Love leadership is a philosophy of leadership based on Biblical agape (love), as described in 1 Corinthians 13. The primary tenet expects that leaders should love those they  serve as leader. Love leaders work toward ideal relationships in which leaders and followers exhibit Biblical love for one another.

Love leaders maintain a foundation of  character and of integrity. They build relationships based on  trust. One can define trust as a willingness to accept the judgment and decisions of another person. Trust cannot be maintained in a relationship that lacks integrity.

The Holy Spirit leads love leaders themselves. Often some time in prayer and meditation will develop creative solutions to the complex problems that characterize the leadership of people. The Holy Spirit will guide leaders not only to do and say the right thing, but to do it in the right time.
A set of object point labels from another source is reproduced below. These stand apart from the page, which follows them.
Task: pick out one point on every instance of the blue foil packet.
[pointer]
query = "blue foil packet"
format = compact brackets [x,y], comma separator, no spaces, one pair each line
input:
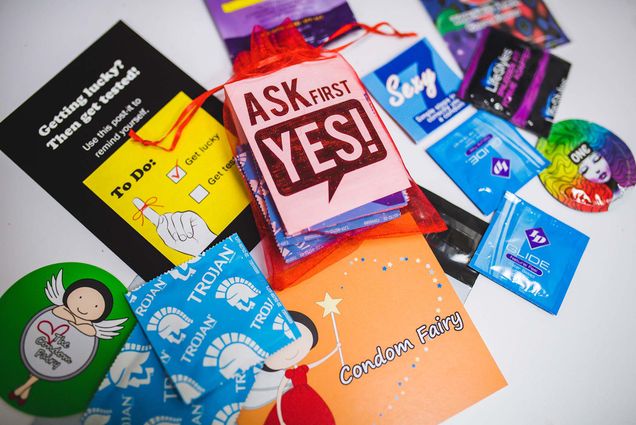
[136,390]
[418,89]
[213,318]
[530,253]
[486,157]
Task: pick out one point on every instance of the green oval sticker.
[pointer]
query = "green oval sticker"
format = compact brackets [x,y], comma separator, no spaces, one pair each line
[64,325]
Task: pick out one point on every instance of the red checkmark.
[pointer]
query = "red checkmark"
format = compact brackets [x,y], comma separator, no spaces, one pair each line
[176,170]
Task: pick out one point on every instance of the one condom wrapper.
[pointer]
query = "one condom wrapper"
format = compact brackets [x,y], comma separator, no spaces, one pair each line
[486,157]
[418,89]
[213,318]
[516,81]
[590,167]
[136,390]
[530,253]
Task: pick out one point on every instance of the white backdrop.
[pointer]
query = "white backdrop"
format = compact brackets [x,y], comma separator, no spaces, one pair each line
[576,368]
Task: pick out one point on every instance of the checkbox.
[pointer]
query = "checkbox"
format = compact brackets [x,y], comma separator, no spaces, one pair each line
[176,174]
[199,194]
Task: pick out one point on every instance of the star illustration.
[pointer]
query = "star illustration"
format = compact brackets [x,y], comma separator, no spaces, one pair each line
[330,305]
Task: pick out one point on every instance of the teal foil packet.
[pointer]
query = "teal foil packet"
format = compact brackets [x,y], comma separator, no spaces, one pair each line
[213,319]
[486,156]
[136,390]
[530,253]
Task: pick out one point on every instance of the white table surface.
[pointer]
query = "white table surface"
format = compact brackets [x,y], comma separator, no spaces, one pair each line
[576,368]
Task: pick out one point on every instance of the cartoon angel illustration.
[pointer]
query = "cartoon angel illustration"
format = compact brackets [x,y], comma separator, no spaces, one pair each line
[60,341]
[284,380]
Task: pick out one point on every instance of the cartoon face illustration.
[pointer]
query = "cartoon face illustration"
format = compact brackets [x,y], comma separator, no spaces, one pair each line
[86,302]
[69,328]
[169,322]
[296,351]
[595,168]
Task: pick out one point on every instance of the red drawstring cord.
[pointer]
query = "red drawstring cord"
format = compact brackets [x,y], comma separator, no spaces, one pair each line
[191,109]
[183,120]
[376,29]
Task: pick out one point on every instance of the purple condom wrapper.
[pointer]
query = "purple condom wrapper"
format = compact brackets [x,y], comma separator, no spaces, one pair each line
[516,81]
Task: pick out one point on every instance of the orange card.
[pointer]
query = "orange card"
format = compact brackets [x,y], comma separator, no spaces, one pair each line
[385,341]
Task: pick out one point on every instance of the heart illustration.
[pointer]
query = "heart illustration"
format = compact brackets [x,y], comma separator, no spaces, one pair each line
[51,331]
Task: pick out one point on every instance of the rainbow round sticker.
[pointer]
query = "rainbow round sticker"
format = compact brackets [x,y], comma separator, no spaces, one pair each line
[590,166]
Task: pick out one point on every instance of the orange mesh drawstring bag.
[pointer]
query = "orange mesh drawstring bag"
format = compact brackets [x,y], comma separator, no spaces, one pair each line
[322,170]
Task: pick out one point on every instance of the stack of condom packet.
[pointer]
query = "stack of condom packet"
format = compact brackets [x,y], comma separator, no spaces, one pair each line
[213,319]
[137,390]
[530,253]
[314,238]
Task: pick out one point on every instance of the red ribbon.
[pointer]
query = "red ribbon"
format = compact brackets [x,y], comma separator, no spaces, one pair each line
[262,68]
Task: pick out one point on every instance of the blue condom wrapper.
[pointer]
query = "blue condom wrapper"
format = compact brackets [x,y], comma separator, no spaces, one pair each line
[136,390]
[530,253]
[213,318]
[418,89]
[486,157]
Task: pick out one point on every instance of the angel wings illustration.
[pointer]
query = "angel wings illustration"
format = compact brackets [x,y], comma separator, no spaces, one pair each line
[85,304]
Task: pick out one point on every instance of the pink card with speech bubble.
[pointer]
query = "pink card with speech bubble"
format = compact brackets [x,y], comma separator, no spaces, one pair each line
[317,140]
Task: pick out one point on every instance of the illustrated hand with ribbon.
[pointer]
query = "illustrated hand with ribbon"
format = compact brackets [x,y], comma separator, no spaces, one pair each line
[185,231]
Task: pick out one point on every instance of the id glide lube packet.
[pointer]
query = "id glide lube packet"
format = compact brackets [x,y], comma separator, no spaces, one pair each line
[530,253]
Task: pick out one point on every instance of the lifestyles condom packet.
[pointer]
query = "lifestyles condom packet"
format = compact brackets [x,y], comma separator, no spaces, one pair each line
[213,319]
[590,167]
[136,390]
[530,253]
[486,157]
[516,81]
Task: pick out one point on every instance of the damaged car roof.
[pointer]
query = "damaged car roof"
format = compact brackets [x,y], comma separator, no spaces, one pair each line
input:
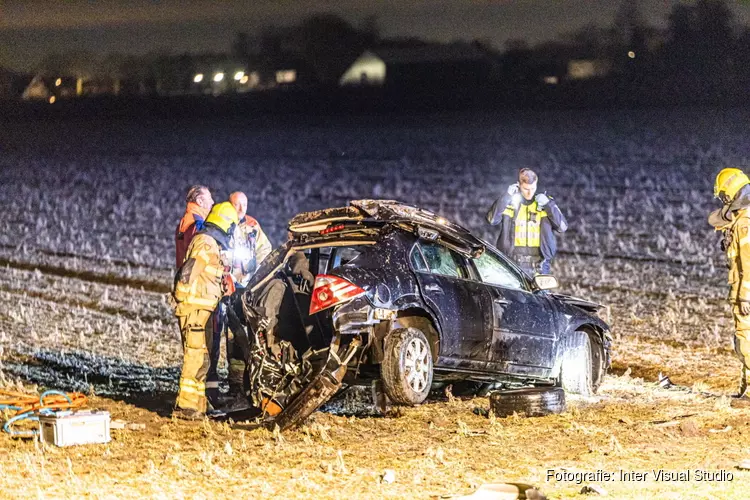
[387,211]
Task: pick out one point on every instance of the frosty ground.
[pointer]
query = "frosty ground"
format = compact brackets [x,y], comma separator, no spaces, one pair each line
[89,214]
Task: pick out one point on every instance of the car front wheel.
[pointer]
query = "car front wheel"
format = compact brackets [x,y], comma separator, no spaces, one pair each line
[406,369]
[576,368]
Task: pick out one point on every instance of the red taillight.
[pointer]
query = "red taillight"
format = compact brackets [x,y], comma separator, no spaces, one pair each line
[331,290]
[332,229]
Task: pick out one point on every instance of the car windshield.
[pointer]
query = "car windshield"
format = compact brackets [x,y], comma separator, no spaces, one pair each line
[493,271]
[442,261]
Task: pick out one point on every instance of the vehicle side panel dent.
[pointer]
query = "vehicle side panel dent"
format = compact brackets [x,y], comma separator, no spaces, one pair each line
[594,326]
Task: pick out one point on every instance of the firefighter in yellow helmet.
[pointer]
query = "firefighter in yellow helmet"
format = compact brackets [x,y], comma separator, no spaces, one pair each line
[199,285]
[732,187]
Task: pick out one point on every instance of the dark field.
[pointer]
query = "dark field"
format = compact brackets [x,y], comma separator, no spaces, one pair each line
[87,251]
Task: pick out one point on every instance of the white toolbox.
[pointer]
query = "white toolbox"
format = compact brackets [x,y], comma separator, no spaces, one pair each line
[68,428]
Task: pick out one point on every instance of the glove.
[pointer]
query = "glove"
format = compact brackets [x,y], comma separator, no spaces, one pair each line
[542,200]
[263,323]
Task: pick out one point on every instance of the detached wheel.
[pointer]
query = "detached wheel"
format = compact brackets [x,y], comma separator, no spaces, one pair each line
[532,402]
[577,368]
[406,369]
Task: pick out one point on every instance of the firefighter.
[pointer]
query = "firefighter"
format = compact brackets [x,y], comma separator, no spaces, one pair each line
[250,243]
[732,187]
[199,203]
[199,285]
[249,247]
[528,222]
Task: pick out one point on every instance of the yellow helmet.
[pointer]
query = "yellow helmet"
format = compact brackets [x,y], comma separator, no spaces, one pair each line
[729,182]
[223,215]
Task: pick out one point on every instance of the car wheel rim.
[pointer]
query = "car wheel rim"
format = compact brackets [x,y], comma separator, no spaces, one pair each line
[417,365]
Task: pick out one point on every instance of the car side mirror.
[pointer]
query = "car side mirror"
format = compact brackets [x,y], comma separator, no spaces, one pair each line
[546,282]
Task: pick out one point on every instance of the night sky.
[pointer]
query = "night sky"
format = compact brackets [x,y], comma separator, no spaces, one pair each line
[31,28]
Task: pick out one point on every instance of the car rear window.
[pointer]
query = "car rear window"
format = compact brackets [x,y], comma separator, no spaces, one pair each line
[417,261]
[495,272]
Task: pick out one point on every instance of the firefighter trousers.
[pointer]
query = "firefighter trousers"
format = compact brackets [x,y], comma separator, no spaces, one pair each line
[196,329]
[742,346]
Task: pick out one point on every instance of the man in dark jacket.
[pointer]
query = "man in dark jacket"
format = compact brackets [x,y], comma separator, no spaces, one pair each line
[528,222]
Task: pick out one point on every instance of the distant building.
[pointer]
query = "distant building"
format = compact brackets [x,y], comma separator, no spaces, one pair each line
[584,69]
[37,89]
[420,65]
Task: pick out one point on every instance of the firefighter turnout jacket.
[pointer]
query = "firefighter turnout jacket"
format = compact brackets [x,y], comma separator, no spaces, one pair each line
[525,228]
[190,224]
[250,246]
[198,283]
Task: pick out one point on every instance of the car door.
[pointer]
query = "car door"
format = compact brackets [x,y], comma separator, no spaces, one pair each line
[524,322]
[444,280]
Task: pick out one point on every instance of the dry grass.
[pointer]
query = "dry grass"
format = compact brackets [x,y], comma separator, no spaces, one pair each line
[437,449]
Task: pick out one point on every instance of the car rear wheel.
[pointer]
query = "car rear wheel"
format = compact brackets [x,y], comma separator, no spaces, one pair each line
[406,369]
[576,368]
[532,402]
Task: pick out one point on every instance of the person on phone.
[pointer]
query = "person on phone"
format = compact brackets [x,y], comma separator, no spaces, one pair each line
[528,223]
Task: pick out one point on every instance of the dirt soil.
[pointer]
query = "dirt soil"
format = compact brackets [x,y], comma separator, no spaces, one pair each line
[438,450]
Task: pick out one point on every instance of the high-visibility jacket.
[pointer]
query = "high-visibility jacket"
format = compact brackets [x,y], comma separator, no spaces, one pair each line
[527,220]
[738,256]
[525,229]
[250,246]
[198,284]
[190,224]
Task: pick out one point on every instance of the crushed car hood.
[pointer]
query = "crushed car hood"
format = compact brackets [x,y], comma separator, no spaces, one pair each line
[586,305]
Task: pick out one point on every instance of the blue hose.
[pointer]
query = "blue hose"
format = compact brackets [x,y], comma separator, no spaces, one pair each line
[32,415]
[29,415]
[47,393]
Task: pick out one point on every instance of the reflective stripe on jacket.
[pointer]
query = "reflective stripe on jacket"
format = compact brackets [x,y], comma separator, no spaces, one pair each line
[738,257]
[502,213]
[251,246]
[527,223]
[198,282]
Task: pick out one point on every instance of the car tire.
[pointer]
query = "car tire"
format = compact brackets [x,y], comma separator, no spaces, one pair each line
[576,368]
[532,402]
[406,369]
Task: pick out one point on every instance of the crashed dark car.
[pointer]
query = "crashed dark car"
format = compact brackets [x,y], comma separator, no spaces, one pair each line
[403,296]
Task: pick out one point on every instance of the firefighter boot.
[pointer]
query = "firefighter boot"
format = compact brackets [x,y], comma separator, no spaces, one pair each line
[742,349]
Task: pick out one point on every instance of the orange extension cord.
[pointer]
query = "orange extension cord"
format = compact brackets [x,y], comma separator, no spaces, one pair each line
[28,407]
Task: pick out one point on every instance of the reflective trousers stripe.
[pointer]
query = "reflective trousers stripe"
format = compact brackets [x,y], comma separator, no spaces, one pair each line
[192,386]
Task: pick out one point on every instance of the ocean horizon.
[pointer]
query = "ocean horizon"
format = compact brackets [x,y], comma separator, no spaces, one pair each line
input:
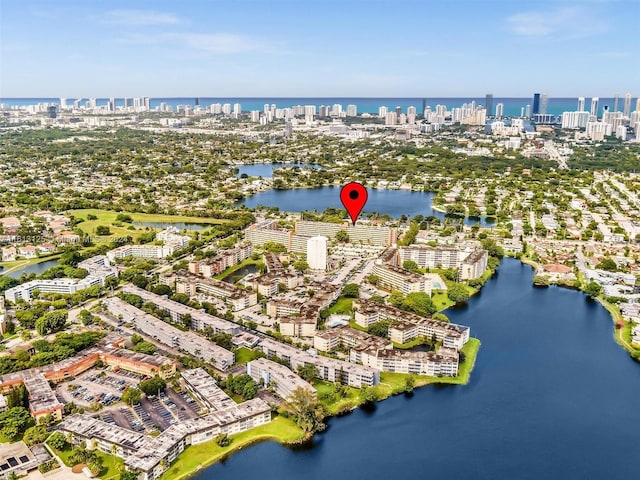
[512,105]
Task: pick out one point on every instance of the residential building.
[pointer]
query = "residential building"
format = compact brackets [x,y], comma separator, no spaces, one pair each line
[281,378]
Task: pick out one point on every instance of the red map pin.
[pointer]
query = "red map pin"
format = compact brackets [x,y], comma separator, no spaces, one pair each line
[353,196]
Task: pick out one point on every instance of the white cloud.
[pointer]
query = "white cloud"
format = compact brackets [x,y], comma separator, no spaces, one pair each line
[213,43]
[564,22]
[139,17]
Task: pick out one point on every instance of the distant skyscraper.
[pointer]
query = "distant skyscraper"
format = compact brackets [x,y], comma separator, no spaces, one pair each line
[594,106]
[488,103]
[536,104]
[627,105]
[544,102]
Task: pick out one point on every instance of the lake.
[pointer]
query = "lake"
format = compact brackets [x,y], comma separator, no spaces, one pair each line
[265,170]
[240,274]
[36,268]
[552,396]
[391,202]
[178,225]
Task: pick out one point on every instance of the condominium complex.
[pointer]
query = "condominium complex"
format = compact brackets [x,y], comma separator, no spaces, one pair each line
[152,456]
[469,262]
[189,342]
[178,312]
[209,267]
[42,399]
[397,278]
[281,378]
[451,335]
[268,231]
[98,268]
[172,241]
[190,284]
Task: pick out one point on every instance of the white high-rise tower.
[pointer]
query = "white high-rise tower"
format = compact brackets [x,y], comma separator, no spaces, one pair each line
[317,253]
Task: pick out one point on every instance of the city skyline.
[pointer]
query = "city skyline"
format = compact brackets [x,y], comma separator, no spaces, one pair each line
[159,49]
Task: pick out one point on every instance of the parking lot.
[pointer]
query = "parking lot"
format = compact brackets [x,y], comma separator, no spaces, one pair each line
[101,386]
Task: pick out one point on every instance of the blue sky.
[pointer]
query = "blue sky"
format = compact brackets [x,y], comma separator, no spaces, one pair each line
[94,48]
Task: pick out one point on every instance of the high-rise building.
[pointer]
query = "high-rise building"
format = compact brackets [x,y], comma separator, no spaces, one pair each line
[544,102]
[536,104]
[627,105]
[594,106]
[317,253]
[488,103]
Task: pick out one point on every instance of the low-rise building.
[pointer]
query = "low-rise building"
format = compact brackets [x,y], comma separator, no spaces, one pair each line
[281,378]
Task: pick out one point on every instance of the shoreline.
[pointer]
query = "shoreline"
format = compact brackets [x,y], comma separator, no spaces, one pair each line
[268,432]
[614,313]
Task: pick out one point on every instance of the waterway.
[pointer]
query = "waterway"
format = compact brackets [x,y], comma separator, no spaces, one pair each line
[178,225]
[265,170]
[240,274]
[391,202]
[36,268]
[552,396]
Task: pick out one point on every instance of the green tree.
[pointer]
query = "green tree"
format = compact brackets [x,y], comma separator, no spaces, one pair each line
[145,347]
[457,293]
[14,421]
[33,435]
[308,371]
[411,266]
[52,321]
[608,265]
[58,441]
[131,396]
[300,265]
[351,290]
[305,410]
[593,289]
[342,236]
[152,386]
[419,303]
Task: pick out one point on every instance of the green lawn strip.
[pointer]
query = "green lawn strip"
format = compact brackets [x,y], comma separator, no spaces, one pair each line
[245,355]
[622,335]
[107,217]
[342,306]
[244,263]
[441,301]
[195,457]
[111,466]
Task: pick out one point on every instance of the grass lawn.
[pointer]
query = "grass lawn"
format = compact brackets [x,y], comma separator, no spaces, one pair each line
[441,301]
[107,217]
[111,466]
[17,264]
[244,263]
[195,457]
[342,306]
[245,355]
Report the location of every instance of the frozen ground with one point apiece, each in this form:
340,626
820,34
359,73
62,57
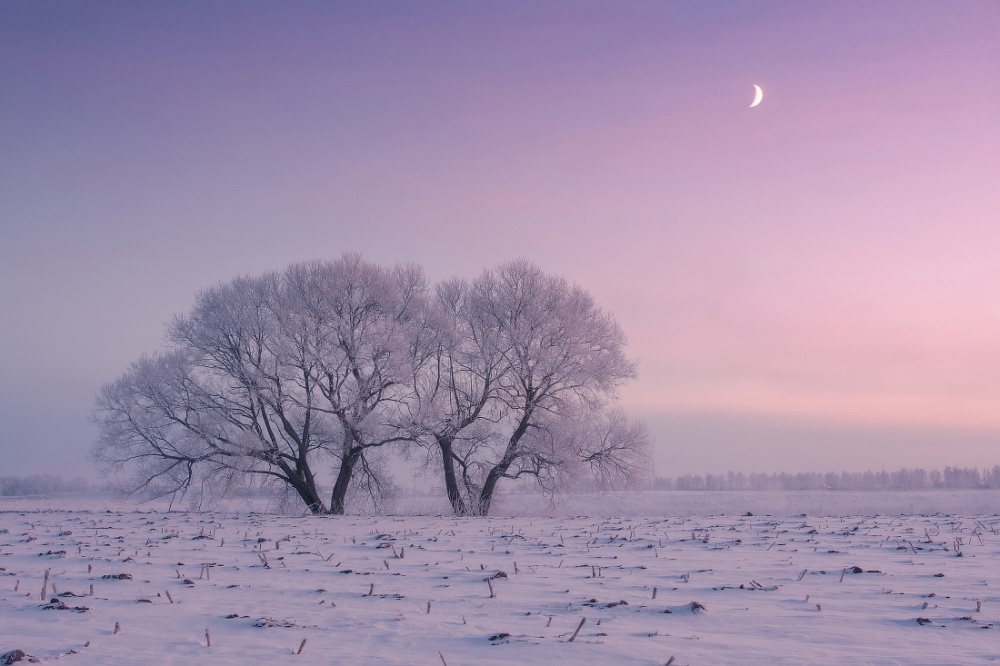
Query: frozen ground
826,578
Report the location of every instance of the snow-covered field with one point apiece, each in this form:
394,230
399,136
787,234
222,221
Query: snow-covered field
826,578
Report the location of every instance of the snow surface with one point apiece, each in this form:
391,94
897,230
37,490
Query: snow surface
836,585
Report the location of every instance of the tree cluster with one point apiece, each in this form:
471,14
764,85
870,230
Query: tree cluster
951,478
325,368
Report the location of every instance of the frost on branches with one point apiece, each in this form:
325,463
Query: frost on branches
336,365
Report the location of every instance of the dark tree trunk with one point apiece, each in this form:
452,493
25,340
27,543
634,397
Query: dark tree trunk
450,480
347,464
305,486
500,469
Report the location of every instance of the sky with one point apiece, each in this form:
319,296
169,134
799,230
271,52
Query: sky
812,284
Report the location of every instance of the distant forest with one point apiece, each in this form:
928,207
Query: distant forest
951,478
43,484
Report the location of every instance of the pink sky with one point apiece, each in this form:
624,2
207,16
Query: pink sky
811,284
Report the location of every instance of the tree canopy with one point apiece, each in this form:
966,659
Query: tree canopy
332,364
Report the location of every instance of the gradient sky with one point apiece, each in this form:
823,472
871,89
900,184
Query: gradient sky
809,285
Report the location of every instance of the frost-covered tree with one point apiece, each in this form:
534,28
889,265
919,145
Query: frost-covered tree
275,377
525,381
365,326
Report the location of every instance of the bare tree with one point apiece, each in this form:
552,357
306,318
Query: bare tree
366,325
458,389
531,360
269,377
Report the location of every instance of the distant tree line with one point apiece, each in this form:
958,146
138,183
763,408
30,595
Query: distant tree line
315,374
42,484
951,478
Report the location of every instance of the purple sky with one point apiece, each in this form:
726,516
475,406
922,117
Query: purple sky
809,285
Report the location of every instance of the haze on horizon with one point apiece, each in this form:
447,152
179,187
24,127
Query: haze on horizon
808,285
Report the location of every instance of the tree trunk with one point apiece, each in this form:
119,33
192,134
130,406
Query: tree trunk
486,496
304,486
347,464
509,456
450,481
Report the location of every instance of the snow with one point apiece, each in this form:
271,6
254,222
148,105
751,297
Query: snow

Romans 8:14 speaks of leading by the Holy Spirit: "For all who are led by the Spirit of God are sons of God."

Love leaders operate in three realms: prophet, priest, and king:

 The prophet is the visionary, the creative one, the strategist.
 The priest is concerned with relationships and the development of people.
 The king is the ruler, the administrator.

This Biblical concept of Love Leadership is developed in The Emergence of Love Leadership: A Working Model.

The love leader develops continually in the art of leadership. No matter how masterful a leader becomes, there is always an opportunity to improve. Love leadership benefits the leader, the individual followers, and the organization.

In 2003, Canadian consultant and founder of Thinc. Corporate Change Architect, Gregg Cochlan started a research project focused on Love Leadership principles.  He later authored and published a popular book on this topic titled Love Leadership: What the World Needs Now (2008, New Voices Press, United States). The book remains popular in Canada, China, and many other places around the world.  Gregg Cochlan works primarily as an affiliate of The Pacific Institute-world leaders in applied cognitive psychology consulting and education.